Figure 1: Summary of the iMUSH active-source seismic deployment.  (Left) Seismograph (dots) and borehole shot (stars) locations.  Red and blue dots show the locations of instruments temporarily deployed to record the borehole shots.  These instruments were deployed twice, the first deployment shown in blue and the second deployment shown in red.  Pink dots are the locations of nodal instruments within ~15 km of Mount St. Helens that recorded continuously for 2 weeks. (Right) Volunteers for the iMUSH experiment. The iMUSH active-source deployment team included 70 volunteers from 36 institutions in the United States and Europe.

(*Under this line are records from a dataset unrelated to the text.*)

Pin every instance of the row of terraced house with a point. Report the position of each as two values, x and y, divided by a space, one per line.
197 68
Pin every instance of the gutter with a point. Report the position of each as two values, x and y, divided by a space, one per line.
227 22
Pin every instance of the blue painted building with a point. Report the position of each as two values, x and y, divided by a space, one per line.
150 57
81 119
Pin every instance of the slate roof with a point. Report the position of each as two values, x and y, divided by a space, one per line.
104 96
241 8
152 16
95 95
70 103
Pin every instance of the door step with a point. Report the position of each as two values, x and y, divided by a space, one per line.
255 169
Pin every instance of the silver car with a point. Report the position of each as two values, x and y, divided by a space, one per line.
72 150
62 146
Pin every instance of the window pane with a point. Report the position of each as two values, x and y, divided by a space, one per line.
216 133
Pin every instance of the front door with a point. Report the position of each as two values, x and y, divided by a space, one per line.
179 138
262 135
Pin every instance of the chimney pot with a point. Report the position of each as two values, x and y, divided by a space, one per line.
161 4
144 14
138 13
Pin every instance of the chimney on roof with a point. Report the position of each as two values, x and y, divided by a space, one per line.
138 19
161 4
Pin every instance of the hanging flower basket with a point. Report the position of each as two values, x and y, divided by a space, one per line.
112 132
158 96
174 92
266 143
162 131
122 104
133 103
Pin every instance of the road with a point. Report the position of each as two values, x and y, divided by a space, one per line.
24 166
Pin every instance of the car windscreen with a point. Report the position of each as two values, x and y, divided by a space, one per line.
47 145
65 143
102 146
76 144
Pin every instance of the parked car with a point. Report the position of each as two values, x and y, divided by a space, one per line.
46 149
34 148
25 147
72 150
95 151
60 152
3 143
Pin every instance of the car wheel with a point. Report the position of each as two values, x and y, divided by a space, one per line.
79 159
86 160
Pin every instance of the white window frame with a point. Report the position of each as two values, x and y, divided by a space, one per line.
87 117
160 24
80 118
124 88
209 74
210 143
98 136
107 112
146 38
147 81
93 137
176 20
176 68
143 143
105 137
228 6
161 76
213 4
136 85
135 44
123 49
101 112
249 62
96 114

Figure 2: 2D results along two lines that intersect at Mount St. Helens.  The background model is Vp.  Red transparent bodies are regions with Vp/Vs greater than or equal to 1.9.  White dots are earthquakes associated with the May 18, 1980 eruption.  The high Vp/Vs body beneath Mount St. Helens (F1) is inferred to be the primary shallow magma reservoir that feeds this volcano.  A low Vp column (L1) in the middle and lower crust is bordered to the west by DLP events (red squares), suggesting the presence of melt.  Seismicity immediately following the May 18, 1980 eruption extends to the top of the high Vp middle/lower crustal anomaly beneath Mount St. Helens (H1).  Lateral migration of magma between the deep and shallow reservoirs may occur along the boundary of this body.  In addition to the feature beneath Mount St. Helens, a second high Vp/Vs body is observed beneath the Indian Heaven Volcanic Field (F4).  Both Vp/Vs anomalies sit above lower crustal high Vp regions that may represent cumulates (H1 and H2). 


Geometry of the magma reservoir beneath Mount St. Helens as estimated from a 3D Vp model (Kiser et al., 2018).  The tan surface is exaggerated topography and the red volume is the 3% melt isosurface of the magma reservoir.